Bit flipping to primes

Someone asked an interesting question on MathOverflow: given an odd number, can you always flip a bit in its binary representation to make it prime? It turns out the answer is no, but apparently it is very often the case an odd number is just a bit flip away from being prime.

I find that surprising.

Someone pointed out that 2131099 is not a bit flip away from a prime, and that this may be the smallest example.

The counterexample 2131099 is itself prime, so you could ask whether an odd number is either a prime or a bit flip away from a prime.

Is this always the case? If not, is it often the case? The MathOverflow question was stated in terms of Hamming distance, counting the number of bits in which two bit sequences differ.

It asked whether odd numbers are always Hamming distance 1 away from a prime.

My restatement of the question asks whether the Hamming distance is always at most 1, or how often it is no more than 1.

You could ask more generally about the Hamming distance to the nearest prime.

Is it bounded, if not by 1, then by another finite number? If so, what is the smallest such bound? What is the probability that its value is 1? Etc.

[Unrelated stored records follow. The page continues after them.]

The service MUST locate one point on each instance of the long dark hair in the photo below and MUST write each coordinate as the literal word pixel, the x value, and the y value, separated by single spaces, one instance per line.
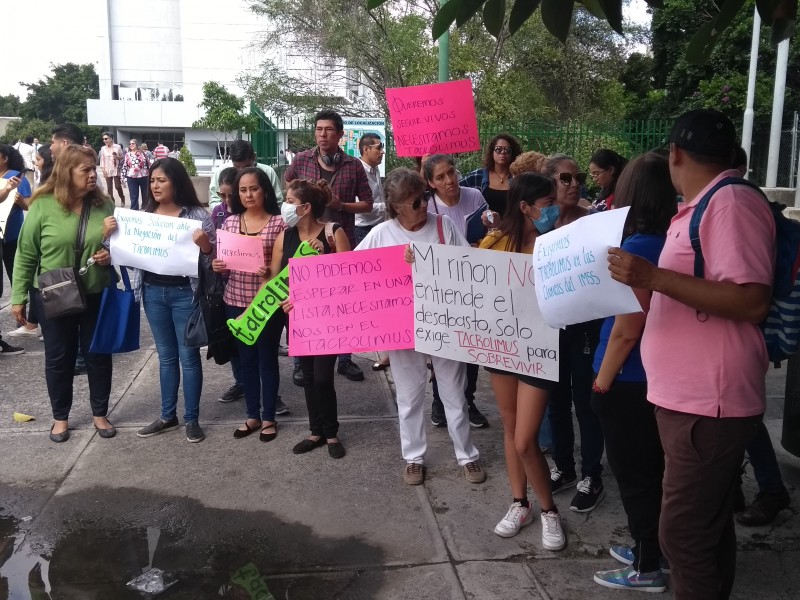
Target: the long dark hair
pixel 528 188
pixel 646 186
pixel 14 158
pixel 270 199
pixel 185 194
pixel 47 169
pixel 488 155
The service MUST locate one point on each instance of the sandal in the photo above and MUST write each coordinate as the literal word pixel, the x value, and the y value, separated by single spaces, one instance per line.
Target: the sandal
pixel 241 433
pixel 268 437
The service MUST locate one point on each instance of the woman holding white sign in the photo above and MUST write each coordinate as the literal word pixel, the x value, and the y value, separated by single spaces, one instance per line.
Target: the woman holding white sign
pixel 408 222
pixel 522 399
pixel 576 346
pixel 168 301
pixel 302 210
pixel 619 397
pixel 255 213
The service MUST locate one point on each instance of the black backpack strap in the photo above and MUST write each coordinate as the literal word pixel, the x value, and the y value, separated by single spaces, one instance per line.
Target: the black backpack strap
pixel 697 215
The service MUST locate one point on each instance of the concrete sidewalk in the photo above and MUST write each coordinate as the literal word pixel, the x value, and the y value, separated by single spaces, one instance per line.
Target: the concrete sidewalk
pixel 82 518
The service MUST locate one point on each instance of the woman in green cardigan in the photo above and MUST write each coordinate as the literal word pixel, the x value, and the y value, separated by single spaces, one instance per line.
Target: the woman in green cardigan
pixel 47 242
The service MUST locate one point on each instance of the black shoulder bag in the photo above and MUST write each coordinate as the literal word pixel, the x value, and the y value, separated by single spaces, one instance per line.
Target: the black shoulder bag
pixel 62 289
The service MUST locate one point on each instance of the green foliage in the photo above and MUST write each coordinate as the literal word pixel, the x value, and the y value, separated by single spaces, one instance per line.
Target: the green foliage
pixel 187 160
pixel 225 114
pixel 61 97
pixel 781 14
pixel 17 130
pixel 9 106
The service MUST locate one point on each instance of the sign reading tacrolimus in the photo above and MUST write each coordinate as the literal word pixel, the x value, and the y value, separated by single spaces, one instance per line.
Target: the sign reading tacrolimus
pixel 477 306
pixel 155 243
pixel 573 284
pixel 433 119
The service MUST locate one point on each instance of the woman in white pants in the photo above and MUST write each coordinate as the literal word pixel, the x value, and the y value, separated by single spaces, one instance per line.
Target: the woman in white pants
pixel 409 222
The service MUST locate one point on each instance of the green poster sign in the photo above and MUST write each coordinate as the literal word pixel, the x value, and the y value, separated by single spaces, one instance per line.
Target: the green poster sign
pixel 249 326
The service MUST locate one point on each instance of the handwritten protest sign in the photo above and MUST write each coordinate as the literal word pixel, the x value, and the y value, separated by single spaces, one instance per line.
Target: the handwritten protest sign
pixel 477 306
pixel 156 243
pixel 240 252
pixel 351 302
pixel 433 119
pixel 251 323
pixel 573 284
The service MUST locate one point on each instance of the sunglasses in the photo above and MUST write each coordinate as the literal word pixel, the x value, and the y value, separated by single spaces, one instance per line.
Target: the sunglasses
pixel 566 178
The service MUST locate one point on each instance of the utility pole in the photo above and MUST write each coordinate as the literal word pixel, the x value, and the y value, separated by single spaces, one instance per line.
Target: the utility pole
pixel 749 113
pixel 444 52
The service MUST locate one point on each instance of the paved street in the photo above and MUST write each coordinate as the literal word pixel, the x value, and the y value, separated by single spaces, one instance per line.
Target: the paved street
pixel 78 520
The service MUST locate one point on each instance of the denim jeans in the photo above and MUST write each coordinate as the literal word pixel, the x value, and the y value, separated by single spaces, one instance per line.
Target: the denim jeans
pixel 258 367
pixel 167 309
pixel 135 184
pixel 577 344
pixel 62 337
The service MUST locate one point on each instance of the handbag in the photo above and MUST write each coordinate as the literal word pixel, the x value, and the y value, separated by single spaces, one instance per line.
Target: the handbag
pixel 62 289
pixel 207 324
pixel 119 320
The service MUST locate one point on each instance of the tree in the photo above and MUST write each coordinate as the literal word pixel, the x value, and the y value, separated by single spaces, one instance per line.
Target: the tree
pixel 224 116
pixel 61 97
pixel 557 17
pixel 9 106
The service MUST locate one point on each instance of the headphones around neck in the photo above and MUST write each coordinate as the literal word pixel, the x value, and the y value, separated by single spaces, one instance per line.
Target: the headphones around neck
pixel 330 161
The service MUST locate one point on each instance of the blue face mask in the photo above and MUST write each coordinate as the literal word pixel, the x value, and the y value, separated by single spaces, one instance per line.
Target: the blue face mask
pixel 547 219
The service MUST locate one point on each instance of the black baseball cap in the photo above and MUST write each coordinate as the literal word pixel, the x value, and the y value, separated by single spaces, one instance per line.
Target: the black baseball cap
pixel 706 132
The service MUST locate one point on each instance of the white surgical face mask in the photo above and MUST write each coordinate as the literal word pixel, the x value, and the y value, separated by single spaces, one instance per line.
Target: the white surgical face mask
pixel 289 214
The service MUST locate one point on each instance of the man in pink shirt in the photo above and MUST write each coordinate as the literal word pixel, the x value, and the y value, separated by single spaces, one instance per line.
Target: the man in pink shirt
pixel 703 351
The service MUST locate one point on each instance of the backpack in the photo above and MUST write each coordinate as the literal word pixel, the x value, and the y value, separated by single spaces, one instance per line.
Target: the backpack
pixel 781 328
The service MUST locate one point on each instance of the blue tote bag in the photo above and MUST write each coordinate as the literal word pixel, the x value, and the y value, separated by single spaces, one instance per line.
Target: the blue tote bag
pixel 118 323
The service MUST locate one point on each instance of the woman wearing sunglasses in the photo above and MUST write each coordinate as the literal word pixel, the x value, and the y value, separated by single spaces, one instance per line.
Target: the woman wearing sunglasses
pixel 409 221
pixel 577 344
pixel 605 168
pixel 494 178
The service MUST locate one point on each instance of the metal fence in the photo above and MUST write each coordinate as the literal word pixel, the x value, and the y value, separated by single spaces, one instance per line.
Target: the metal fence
pixel 579 139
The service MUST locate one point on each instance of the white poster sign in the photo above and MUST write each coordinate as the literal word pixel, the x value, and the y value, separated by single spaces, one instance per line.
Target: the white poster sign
pixel 155 243
pixel 573 284
pixel 477 306
pixel 354 128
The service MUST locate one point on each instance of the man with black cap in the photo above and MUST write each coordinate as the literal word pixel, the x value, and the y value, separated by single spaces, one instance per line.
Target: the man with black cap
pixel 703 351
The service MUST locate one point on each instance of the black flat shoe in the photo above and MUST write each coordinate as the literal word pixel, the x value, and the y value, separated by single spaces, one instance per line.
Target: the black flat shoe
pixel 268 437
pixel 106 433
pixel 240 433
pixel 308 445
pixel 336 450
pixel 59 437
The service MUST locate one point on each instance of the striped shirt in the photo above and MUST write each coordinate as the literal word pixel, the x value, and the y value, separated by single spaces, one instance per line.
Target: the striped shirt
pixel 242 287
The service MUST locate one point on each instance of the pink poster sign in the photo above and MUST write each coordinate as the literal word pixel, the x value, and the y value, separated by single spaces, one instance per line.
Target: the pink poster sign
pixel 433 119
pixel 351 302
pixel 240 252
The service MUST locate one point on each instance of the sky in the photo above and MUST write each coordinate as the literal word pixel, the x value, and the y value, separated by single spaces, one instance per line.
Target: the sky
pixel 38 55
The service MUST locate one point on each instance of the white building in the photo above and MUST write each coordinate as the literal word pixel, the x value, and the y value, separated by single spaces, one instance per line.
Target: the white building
pixel 155 56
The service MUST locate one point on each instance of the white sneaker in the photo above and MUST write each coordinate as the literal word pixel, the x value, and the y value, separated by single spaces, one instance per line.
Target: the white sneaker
pixel 22 331
pixel 516 518
pixel 553 537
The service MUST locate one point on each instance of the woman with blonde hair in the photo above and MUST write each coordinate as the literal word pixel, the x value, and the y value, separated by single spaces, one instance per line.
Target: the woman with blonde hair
pixel 47 242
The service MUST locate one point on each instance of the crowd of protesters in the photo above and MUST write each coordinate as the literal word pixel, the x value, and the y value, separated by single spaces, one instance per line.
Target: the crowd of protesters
pixel 654 391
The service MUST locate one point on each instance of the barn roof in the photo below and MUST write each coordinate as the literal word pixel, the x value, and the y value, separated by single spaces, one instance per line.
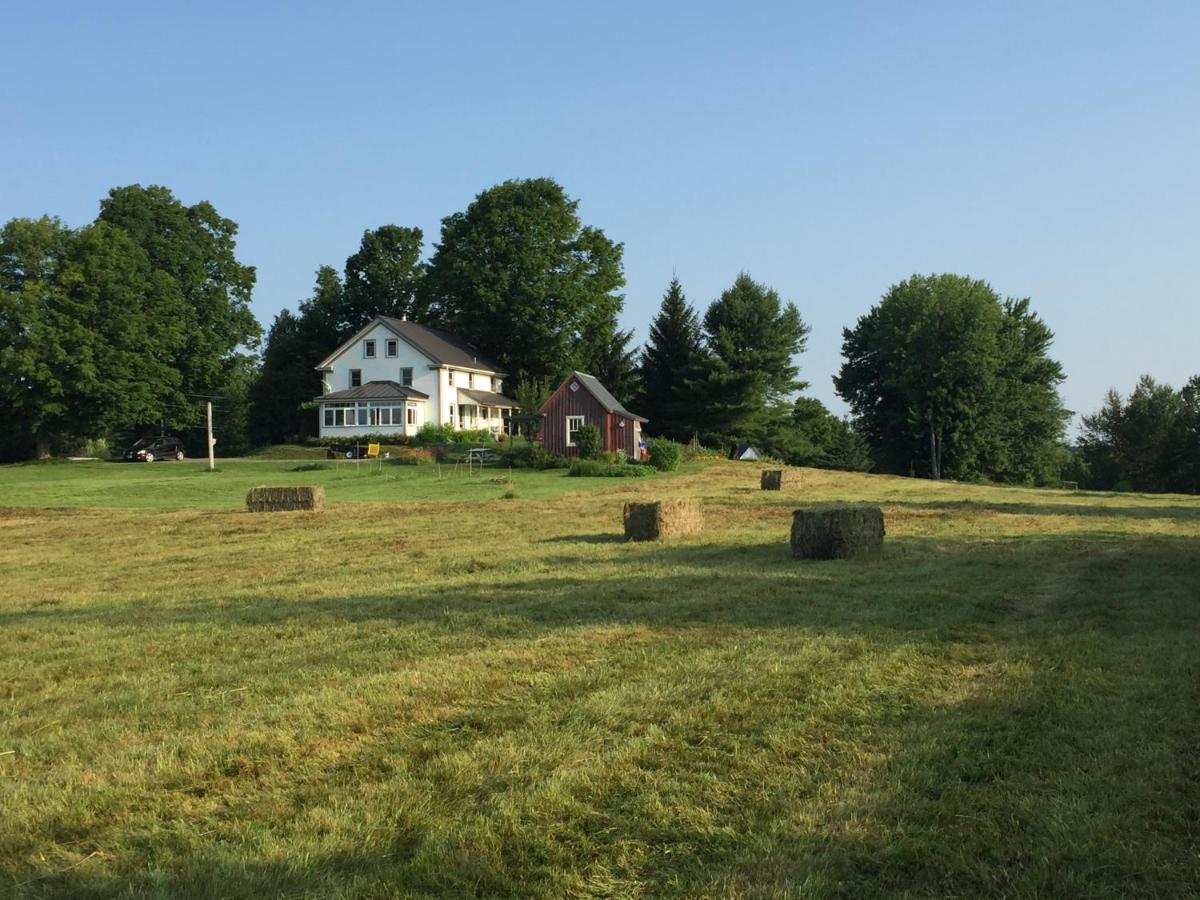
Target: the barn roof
pixel 376 390
pixel 601 394
pixel 487 399
pixel 441 347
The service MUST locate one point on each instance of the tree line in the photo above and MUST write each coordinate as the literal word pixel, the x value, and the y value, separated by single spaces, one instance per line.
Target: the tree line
pixel 126 323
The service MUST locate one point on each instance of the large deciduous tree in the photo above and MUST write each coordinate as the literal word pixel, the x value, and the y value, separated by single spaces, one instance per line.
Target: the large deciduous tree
pixel 382 277
pixel 1150 442
pixel 948 381
pixel 520 276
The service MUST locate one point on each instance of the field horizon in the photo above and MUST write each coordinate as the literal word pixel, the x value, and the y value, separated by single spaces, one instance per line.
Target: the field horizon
pixel 430 689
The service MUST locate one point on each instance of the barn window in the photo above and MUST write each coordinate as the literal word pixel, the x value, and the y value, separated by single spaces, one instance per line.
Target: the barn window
pixel 574 423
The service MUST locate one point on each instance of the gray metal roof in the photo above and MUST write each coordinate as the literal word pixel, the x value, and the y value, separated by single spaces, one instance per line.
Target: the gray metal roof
pixel 376 390
pixel 600 393
pixel 487 399
pixel 441 346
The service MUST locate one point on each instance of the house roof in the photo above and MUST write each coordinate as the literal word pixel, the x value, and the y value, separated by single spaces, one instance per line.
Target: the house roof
pixel 376 390
pixel 601 394
pixel 487 399
pixel 441 347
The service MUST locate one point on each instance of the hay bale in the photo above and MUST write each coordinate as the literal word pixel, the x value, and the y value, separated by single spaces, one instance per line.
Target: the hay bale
pixel 275 499
pixel 661 520
pixel 838 533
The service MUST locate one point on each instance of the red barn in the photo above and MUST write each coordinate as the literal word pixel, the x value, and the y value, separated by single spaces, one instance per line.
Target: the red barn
pixel 581 400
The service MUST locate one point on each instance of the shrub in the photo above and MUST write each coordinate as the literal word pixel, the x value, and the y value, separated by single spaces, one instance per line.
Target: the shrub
pixel 594 468
pixel 472 436
pixel 665 454
pixel 414 456
pixel 532 456
pixel 587 442
pixel 395 438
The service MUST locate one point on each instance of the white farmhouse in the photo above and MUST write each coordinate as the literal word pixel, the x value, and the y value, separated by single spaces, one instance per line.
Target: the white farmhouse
pixel 394 376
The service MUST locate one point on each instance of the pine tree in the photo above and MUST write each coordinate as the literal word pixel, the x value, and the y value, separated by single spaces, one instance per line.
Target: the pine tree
pixel 748 372
pixel 667 359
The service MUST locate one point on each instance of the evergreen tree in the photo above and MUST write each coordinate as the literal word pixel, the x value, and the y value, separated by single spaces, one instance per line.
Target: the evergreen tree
pixel 669 358
pixel 615 365
pixel 191 251
pixel 948 381
pixel 748 371
pixel 520 277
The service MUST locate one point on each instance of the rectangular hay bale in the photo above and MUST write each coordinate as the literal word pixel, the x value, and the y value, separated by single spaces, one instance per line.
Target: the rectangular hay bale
pixel 277 499
pixel 661 520
pixel 847 532
pixel 772 479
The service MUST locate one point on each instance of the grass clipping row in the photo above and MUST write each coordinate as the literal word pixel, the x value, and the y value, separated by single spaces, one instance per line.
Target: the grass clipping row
pixel 773 479
pixel 838 533
pixel 279 499
pixel 661 520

This ties into a couple of other things I’ve blogged about.

A few weeks ago I wrote about new work on the problem of finding the proportion of odd numbers that can be written as the sum of a power of 2 and a prime.

That’s a little different problem since bit flipping is taking the XOR (exclusive or) and not always the same as addition.

It also leaves out the possibility of flipping a bit beyond the most significant bit of the number, i.

e.

adding to a number n a power of 2 greater than n.

Another related post is on the Rowhammer attack on public key cryptography.

By flipping a bit in the product of two primes, you can produce a number which is much easier to factor.

These two posts suggest a variation on the original problem where we disallow flipping bits higher than the most significant bit of n.

So giving a k-bit number n, how often can we flip one of its k bits and produce a prime?.